When Saturday finally arrives, Max decorates the stand with a red velvet curtain, which he whooshes off like a game show contestant as soon as Mary leaves.

“Behold,” Max says in a deep, Oz-like voice, “the Mini-Mic Tracker 2014.”

Atlas moves closer to the stand. “Where is it?”

Jordan points to the middle of the glass stand. Atlas leans in to get a better look, and he can just make out a black dot smaller than a pencil point.

“Wow.” He moves to pick it up.

“Don’t touch it!” Jordan yells, physically blocking Atlas from his new baby. “It’s very fragile, and if you drop it, it could take days to find. Plus, this baby’s worth like a million dollars. Here.” Jordan thrusts special tweezers into Atlas’s hand. “These become magnetic when you squeeze them, and demagnetize when you let go. That way, you can attach the Mini-Mic easily and remove it only by using these tweezers once she gets back. Remember, if you want to hear what she’s saying, you have to be within a mile.”

***

While Mary sleeps on Saturday night, Atlas sneaks into her room to attach the tracker to the bottom of her purse. She looks so peaceful when she sleeps, so childlike, that Atlas can finally see the resemblance between the Mary he knew as a kid and the relentless captain of their undercover missions.
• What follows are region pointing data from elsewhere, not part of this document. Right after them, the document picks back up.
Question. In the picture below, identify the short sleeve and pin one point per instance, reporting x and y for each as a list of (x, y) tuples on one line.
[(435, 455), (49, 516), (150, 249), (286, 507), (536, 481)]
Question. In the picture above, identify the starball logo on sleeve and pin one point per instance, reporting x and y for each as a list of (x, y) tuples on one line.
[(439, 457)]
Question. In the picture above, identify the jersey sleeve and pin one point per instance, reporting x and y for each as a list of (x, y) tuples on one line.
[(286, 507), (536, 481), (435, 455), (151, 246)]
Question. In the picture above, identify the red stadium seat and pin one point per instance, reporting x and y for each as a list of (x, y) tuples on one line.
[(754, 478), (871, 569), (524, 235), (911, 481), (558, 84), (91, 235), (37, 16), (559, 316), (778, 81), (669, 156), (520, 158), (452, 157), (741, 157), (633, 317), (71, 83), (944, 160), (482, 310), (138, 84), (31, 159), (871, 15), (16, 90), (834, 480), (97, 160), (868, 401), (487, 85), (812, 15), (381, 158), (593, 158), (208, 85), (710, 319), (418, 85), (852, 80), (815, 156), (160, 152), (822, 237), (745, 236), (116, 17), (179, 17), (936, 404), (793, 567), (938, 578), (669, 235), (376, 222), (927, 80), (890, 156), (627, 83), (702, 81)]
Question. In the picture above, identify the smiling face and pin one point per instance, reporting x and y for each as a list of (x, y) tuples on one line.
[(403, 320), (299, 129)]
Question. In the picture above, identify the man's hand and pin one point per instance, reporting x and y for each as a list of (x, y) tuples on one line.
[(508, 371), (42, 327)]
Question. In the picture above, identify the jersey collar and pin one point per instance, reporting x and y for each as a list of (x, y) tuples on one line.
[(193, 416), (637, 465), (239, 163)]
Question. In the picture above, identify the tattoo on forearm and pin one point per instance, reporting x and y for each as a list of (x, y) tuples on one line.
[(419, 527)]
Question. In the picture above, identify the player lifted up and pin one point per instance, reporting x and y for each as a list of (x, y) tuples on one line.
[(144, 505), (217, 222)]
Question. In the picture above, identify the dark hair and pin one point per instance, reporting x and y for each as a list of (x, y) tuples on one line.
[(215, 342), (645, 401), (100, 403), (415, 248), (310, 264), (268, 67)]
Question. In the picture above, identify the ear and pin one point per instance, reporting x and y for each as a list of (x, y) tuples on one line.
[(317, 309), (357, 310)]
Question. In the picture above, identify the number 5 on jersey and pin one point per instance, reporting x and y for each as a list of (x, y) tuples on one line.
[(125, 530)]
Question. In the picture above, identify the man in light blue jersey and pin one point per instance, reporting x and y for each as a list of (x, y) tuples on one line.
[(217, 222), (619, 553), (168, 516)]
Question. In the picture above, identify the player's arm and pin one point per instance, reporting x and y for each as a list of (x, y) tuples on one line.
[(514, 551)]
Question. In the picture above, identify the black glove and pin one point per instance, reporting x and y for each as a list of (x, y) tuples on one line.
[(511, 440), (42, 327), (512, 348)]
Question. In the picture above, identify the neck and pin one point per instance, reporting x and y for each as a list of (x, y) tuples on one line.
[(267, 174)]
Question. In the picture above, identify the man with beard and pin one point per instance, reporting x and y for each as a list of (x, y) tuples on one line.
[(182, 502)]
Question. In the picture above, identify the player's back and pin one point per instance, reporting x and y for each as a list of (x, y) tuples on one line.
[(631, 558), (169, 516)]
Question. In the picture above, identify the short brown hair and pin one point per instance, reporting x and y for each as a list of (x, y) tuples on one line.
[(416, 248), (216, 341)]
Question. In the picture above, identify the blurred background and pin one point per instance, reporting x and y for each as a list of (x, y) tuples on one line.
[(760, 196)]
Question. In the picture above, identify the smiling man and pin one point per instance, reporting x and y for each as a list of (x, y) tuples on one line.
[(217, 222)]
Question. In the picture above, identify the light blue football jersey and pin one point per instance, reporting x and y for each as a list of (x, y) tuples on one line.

She must work hard to suppress it, to put on the strong front of a leader, but deep down, she has her own misgivings.

The next day, Mary hefts her purse onto her shoulder and heads out the door in her white dress and black sandals. Atlas follows a few blocks behind, then gets on the metro at Farragut North and takes the red line with Mary to Silver Springs, Maryland. Through the glass between their cars, he sees something he would never have predicted: Mary reading a book. She looks almost normal as she sits with her back to his prying gaze and lazily flips through the pages, just an average girl taking an average ride on a beautiful Sunday afternoon.